What if you can also pre-push
?
In Facebook's Eden (mercurial fork) extension Commit Cloud, commits are auto shared to the cloud in the background. User should be able to commit, share the commitID and other user should be able to immediately checkout/view that commit. See Talk in 2015 and 2019 for more information
How
We apply a PostCommit hook that would automatically push your commit after created in the background to a hidden refs onto the server. The refs name should be timestamped so we will never(or rarely) overwrite a past refs.
These refs is then included in the prefetch RefSpecs that other users may download in the background, thus effectively the commit is auto-synced across all client machines. This should also make user's git push
faster as no objects needed to be transferred on push and only the ref needed to be updated.
Server(outside of Scalar scope) should be equipped with a cron job that would clean up old PrePush
refs after a certain period(i.e. 5 working days) and related objects will become unreachable and picked up by GC.

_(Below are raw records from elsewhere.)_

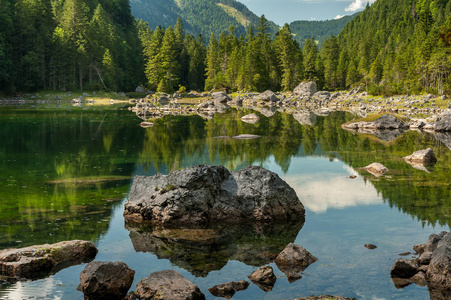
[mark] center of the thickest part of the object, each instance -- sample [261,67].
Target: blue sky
[287,11]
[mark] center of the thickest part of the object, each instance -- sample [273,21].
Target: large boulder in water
[168,285]
[306,89]
[386,121]
[439,272]
[210,194]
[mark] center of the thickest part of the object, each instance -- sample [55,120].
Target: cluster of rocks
[112,280]
[210,194]
[432,267]
[422,160]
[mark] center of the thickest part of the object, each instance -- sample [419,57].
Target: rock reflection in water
[202,250]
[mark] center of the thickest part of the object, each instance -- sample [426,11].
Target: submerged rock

This is an interesting idea, but not one I would anticipate using or recommending others to use. In particular, it requires server-side cleanup of these "hidden" refs. And if the ref is hidden, then how does one discover it on the server?
Since Azure Repos never GC's, I would avoid using ever this feature against that service.

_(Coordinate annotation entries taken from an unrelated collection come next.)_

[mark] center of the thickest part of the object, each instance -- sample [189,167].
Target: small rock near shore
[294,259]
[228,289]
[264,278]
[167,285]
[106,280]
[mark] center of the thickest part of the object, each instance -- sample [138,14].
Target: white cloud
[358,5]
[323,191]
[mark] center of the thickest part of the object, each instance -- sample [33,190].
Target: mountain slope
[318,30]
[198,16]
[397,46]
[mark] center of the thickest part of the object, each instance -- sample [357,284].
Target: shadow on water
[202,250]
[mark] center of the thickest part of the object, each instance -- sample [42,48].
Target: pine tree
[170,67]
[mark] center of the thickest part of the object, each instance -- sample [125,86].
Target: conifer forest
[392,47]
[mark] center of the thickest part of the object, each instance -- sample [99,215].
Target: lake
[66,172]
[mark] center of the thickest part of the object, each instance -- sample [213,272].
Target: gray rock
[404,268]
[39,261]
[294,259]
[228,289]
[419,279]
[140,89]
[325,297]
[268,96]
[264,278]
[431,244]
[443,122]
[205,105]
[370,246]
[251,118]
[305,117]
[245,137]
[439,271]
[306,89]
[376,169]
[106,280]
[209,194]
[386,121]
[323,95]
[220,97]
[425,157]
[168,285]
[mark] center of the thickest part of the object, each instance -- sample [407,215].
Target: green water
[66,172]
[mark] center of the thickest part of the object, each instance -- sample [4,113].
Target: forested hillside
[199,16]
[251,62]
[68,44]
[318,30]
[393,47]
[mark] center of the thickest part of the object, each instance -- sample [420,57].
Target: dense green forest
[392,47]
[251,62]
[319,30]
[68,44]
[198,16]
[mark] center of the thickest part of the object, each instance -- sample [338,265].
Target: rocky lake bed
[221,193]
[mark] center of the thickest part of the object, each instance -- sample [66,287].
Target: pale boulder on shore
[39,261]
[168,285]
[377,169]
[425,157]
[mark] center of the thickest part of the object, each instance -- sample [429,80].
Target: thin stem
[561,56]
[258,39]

This also seems like something that can be done in Git proper instead of in Scalar.
If you want to test and make a proof of concept, the microsoft/git fork has a concept of "post-command" hook that runs after every Git command, but could be used to recognize that a commit happened. That could help you make progress and prove the value of the idea before committing too much time to Git patches.
The talk from 2015 explicitly mentions that a cheap storage layer is used to store the commits that are not part of an "important" branch, which allows such a massive dump of every commit. Without that layer on the server side, this idea is unsafe.
I'm closing because this isn't just a Scalar issue, but an end-to-end system concern. Hopefully the post-command hook would provide a way for one to implement this if interested.